STRIPE_SECRET_KEY=sk_test_xxx
NEXT_PUBLIC_STRIPE_PUBLISHABLE_KEY=pk_test_xxx
STRIPE_WEBHOOK_SECRET=whsec_xxx
STRIPE_PRO_MONTHLY_PRICE_ID=price_xxx
STRIPE_PRO_ANNUAL_PRICE_ID=price_xxx
STRIPE_TEAM_MONTHLY_PRICE_ID=price_xxx
| Variable | Description |
|---|
STRIPE_SECRET_KEY | Server-side Stripe secret key. |
NEXT_PUBLIC_STRIPE_PUBLISHABLE_KEY | Client-side Stripe publishable key. |
STRIPE_WEBHOOK_SECRET | Webhook signing secret for /api/webhooks/stripe. |
STRIPE_PRO_MONTHLY_PRICE_ID | Stripe Price ID for the Pro monthly plan. |
STRIPE_PRO_ANNUAL_PRICE_ID | Stripe Price ID for the Pro annual plan. |
STRIPE_TEAM_MONTHLY_PRICE_ID | Stripe Price ID for the Team monthly plan. |
Stripe is optional. If omitted, all users will be treated as free-tier. Subscription upgrades and the billing portal will not be available.
Auth0 Token Vault (connected services)
Required to enable Spotify, Slack, and Google Docs integrations. Auth0 Token Vault securely manages OAuth tokens on behalf of users — Digcrate never stores raw credentials.
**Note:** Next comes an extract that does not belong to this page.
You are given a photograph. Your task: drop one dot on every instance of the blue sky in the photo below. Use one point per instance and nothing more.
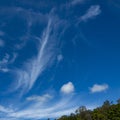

AUTH0_DOMAIN=your-tenant.us.auth0.com
AUTH0_CLIENT_ID=your-auth0-client-id
AUTH0_CLIENT_SECRET=your-auth0-client-secret
AUTH0_TOKEN_VAULT_AUDIENCE=https://your-api-audience
AUTH0_CALLBACK_URL=http://localhost:3000/api/auth0/callback
| Variable | Description |
|---|
AUTH0_DOMAIN | Your Auth0 tenant domain (e.g. your-tenant.us.auth0.com). |
AUTH0_CLIENT_ID | Auth0 application client ID. |
AUTH0_CLIENT_SECRET | Auth0 application client secret. |
AUTH0_TOKEN_VAULT_AUDIENCE | The API audience configured in Auth0 for Token Vault. |
AUTH0_CALLBACK_URL | OAuth callback URL. Set to your production domain in production (e.g. https://yourdomain.com/api/auth0/callback). |
Auth0 Token Vault is optional. Without it, connected services (Spotify, Slack, Google Docs) will not be available to users.
Beta domains
BETA_DOMAINS=radiomilwaukee.org
| Variable | Description |
|---|
BETA_DOMAINS | Comma-separated list of email domains. Users signing up with these email domains automatically receive Pro access at no charge. Useful for beta testers, partner organizations, or radio stations. |
This variable is optional.
NEXT_PUBLIC_CANNY_APP_ID=your-canny-app-id
NEXT_PUBLIC_CANNY_URL=https://your-company.canny.io
| Variable | Description |
|---|
NEXT_PUBLIC_CANNY_APP_ID | Canny app ID for the in-app feedback widget. |
NEXT_PUBLIC_CANNY_URL | Your Canny board URL. |
Canny is optional. If omitted, the feedback widget will not appear.